Dormi no ponto

Dormi no ponto

Aquela não é terra para velhos. (…)
Um homem velho é apenas uma ninharia,
trapos numa bengala à espera do final.

— William Buttler Yeats —, em “Velejando para Bizâncio”

Tenho a nítida impressão de que dormi no ponto. E não foi no ponto de ônibus, nem no ponto do avião. Dormi mesmo foi no ponto da vida. Faltou-me clarividência para os momentos exatos de cristalização das oportunidades. Faltou-me o faro para identificar a hora e a vez em que determinado sonho poderia converter-se em projeto e ser entabulado para o sucesso. Não posso negar que até acertei algumas vezes. Acho que fui providencial, por exemplo, na vez em que ainda criança,  com o fruto do meu trabalho comprei o primeiro enxoval de estudante. E contrariando a todas as expectativas e a vontade dos parentes (com exceção da minha mãe) comecei a estudar. Mas esta foi sem dúvida uma das raras vezes em que acertei na mosca.

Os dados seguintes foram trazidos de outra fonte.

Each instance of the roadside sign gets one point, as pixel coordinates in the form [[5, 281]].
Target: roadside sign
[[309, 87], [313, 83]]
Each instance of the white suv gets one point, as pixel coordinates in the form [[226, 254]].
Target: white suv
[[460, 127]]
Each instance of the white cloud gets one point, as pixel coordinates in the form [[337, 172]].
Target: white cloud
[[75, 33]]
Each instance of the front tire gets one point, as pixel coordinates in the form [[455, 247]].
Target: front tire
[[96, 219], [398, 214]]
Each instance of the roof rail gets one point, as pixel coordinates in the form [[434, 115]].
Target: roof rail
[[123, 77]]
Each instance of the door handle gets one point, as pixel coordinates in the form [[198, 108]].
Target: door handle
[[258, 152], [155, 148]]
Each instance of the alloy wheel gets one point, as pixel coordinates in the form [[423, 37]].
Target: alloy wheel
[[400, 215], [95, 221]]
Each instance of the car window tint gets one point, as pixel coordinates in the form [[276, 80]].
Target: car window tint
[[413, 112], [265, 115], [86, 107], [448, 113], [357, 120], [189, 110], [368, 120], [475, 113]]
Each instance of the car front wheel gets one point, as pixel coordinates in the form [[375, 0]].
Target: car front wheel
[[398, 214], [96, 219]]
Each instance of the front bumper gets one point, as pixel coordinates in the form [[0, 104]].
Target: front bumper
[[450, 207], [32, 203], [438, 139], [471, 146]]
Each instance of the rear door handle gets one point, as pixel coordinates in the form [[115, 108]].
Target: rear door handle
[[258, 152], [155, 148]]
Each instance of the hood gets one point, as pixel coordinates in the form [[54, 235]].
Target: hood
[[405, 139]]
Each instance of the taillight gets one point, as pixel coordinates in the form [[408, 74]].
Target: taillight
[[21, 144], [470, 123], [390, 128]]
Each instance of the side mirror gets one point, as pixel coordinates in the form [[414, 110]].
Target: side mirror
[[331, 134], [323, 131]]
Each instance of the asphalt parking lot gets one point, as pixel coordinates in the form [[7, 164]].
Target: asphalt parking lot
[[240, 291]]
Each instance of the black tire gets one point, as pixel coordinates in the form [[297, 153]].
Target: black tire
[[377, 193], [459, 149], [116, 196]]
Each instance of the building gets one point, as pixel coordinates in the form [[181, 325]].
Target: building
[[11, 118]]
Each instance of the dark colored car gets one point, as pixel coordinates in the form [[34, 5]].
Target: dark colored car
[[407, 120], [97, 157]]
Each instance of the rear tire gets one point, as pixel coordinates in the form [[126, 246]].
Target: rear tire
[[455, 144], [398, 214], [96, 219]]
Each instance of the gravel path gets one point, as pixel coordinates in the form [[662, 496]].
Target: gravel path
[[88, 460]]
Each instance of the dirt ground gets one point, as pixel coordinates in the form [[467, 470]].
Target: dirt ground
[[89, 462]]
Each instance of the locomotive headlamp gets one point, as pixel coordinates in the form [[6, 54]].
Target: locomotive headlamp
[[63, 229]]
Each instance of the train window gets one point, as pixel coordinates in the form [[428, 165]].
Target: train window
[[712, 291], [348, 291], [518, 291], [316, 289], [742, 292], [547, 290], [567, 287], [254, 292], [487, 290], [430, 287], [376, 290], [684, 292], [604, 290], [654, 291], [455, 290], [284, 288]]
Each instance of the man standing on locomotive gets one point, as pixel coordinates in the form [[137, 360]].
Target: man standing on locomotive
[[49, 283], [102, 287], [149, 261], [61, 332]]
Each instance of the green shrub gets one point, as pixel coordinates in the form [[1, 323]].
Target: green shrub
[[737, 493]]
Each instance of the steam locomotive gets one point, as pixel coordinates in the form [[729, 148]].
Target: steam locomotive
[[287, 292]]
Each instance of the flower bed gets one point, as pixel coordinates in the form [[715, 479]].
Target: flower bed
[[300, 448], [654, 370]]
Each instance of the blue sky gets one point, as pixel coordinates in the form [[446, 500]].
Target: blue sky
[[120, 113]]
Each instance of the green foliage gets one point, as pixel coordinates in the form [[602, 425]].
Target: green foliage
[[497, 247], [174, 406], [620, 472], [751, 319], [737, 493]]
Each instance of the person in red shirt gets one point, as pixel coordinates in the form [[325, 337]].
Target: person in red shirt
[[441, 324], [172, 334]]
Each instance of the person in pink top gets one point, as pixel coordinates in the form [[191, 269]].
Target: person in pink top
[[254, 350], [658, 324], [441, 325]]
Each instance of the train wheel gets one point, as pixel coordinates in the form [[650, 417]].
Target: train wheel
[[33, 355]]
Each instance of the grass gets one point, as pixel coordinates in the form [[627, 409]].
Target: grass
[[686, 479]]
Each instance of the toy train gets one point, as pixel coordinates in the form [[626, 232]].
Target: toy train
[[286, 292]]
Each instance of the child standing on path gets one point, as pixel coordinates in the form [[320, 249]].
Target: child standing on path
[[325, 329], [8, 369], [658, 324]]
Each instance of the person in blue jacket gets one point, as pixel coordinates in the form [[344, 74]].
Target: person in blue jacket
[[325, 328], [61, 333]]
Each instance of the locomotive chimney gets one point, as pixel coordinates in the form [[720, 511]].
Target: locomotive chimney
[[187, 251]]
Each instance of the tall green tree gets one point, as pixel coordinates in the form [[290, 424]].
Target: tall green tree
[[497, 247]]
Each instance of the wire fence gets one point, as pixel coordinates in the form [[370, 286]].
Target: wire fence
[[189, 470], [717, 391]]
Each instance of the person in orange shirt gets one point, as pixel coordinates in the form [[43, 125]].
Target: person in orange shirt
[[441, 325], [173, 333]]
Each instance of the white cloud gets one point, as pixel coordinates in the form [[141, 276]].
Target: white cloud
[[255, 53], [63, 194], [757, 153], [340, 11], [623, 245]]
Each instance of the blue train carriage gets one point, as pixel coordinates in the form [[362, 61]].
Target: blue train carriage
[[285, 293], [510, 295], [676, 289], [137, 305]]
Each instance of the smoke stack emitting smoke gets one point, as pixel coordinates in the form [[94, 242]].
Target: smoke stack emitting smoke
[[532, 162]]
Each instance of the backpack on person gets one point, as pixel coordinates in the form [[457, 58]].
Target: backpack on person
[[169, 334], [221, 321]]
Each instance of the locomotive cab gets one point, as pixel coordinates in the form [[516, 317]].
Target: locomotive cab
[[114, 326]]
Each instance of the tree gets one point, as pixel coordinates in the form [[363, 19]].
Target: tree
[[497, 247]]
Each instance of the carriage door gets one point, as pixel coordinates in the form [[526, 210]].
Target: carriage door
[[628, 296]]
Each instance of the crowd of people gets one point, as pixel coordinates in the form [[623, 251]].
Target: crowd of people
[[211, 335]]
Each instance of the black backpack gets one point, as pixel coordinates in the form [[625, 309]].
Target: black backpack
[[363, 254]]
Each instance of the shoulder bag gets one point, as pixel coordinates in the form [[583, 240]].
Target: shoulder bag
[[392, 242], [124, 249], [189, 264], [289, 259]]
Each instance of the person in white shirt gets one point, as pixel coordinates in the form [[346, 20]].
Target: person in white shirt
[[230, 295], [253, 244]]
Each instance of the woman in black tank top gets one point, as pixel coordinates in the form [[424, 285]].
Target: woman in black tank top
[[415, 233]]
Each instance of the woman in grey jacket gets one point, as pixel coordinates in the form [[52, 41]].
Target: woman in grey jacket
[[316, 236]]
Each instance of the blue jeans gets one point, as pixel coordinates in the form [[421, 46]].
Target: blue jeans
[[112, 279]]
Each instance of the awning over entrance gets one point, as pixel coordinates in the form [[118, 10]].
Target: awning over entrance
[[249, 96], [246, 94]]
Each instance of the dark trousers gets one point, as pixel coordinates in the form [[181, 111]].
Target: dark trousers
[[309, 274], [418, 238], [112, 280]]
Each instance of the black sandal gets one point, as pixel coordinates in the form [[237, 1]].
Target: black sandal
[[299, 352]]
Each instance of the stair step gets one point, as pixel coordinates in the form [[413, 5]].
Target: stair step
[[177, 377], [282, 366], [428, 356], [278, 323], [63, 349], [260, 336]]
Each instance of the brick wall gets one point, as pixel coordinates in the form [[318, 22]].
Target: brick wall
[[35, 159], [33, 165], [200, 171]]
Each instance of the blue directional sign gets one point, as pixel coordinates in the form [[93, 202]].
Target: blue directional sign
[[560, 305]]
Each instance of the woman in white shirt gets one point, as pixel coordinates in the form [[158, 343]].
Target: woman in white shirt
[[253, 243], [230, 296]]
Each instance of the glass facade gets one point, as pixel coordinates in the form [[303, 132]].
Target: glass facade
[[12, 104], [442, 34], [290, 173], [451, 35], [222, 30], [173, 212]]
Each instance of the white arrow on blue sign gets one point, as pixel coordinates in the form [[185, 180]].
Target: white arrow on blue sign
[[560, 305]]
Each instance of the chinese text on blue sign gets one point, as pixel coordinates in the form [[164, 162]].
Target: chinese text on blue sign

Penso às vezes que sempre padeci de algum tipo moderado de síndrome de Peter Pan. Moderado e possivelmente invertido. Na verdade nunca alimentei o desejo de ser indefinidamente uma criança, como é descrito na síndrome. Mas fui cultor da sensação de que a todo tempo me encontrava muito novo para arcar com certas responsabilidades, para assumir posições desafiadoras que a vida impunha. Parece que no fundo eu acreditava que, da mesma forma que aquele cavalo arriado estava passando, outros haveriam de passar, no momento mais propício, quando eu estivesse maduro, mais bem preparado.

Engano mais rotundo, o meu. A gente nunca está pronto ou completamente preparado para os desafios da vida. A gente vai aprendendo a domar a fera ao mesmo tempo em que se doma. Você pode até tentar domar-se para depois afrontar os desafios. Mas quando os desafios se apresentarem, o comportamento deles não será exatamente do jeito que você imaginou no treinamento. Sempre vai restar uma necessidade, ainda que residual, de domar-se, enquanto se doma o bicho. Ou seja, ninguém ensaia para depois viver. Vive-se enquanto aprende e morre sem saber. Até porque quem diz que sabe tudo e domina completamente um assunto, talvez esteja é carecendo de informações adicionais.

Mas como eu disse, sempre me achei muito jovem para determinadas coisas, para correr certos riscos, para chutar o balde, ou o pau da barraca das imposições externas. Para dar um strike nas circunstâncias adversas e depois reunir só o que convém. Fazer uma paretagem na vida: jogar 80% no lixo e ficar com os 20% que realmente valem à pena. O filé da vida. O que é pior em tudo isso é que ao me tornar um sexagenário, me vi de repente demasiado velho para as coisas que até bem pouco me achava muito jovem. Acho que passei da mocidade para a velhice, num salto, sem me ater ao ponto da maturidade. Mas como diria Cydoidão, meu personagem de “Mundocaia”: Agora Inês é Marta.